Plane vs Differential Rectification
The objective of this learning object is to introduce and compare two different types of image rectification – plane and differential – and to gain a basic understanding of their application.
Image rectification is a transformation process to bring an image from one coordinate system into another coordinate system or to correct coordinates within the same coordinate system.
The term ‘rectification’ hints at the possible positional image distortion produced due to the geometrical inefficiencies of a camera or sensor by transforming the image into a standard ground coordinate system. There could be several sources of image distortion i.e. attitude, velocity of sensor platform, panoramic distortion, earth curvature, atmospheric refraction, relief displacement, nonlinearities in the sweep of a sensor’s Instantaneous Field Of View (IFOV) etc. It is essential to remove those errors and make the image a reliable source of information. Depending on the complexity and mode of the rectification process, rectification systems can be categorised into two broad classes: i.e. Plane Rectification and Differential Rectification.
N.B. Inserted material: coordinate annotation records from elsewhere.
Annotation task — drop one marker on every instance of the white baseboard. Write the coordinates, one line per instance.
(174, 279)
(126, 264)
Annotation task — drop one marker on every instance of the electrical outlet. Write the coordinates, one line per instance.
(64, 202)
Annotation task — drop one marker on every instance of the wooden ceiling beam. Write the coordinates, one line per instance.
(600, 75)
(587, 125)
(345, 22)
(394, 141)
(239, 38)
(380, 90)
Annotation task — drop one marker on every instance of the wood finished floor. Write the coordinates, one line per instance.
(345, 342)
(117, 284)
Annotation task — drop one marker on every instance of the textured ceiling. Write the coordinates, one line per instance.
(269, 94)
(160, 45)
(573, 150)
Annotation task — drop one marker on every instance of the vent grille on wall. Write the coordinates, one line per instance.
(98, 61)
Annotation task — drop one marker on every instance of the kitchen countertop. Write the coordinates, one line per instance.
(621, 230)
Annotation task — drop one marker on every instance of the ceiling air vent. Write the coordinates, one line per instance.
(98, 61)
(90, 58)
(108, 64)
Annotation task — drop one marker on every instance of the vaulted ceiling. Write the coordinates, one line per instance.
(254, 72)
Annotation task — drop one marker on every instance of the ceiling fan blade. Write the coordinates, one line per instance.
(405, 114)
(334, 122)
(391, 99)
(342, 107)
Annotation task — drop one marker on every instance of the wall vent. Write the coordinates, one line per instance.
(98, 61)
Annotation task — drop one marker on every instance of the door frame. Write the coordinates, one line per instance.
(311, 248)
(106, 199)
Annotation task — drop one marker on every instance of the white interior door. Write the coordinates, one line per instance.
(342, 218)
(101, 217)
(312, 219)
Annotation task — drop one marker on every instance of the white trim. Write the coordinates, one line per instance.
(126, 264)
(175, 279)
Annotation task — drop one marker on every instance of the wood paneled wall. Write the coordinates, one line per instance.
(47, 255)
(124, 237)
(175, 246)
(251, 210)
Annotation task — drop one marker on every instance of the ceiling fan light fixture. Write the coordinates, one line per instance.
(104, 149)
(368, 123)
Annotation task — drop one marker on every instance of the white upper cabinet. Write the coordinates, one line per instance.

- Plane Rectification: This is the simplest way available in most standard image processing systems for rectification purposes and its mechanism is associated with applying a polynomial function to the surface/image and adapting the polynomials to a number of checkpoints (GCPs). The procedure is considered to be effective in removing the effect of tilt and is extensively applied on both satellite images (during the projection process) and on aerial photographs (during relative/inner orientation).
- Differential Rectification: This is a complex process and involves complex mathematical functions. The objective here is to identify a new correct location for each image pixel using elevation information at the pixel location and then assign the values from the original image (usually aerial images) to each of the new pixel positions. These processes can be effectively used for both aerial and satellite imagery. With aerial photos it is used during exterior orientation (i.e. transformation from camera coordinates to ground coordinates).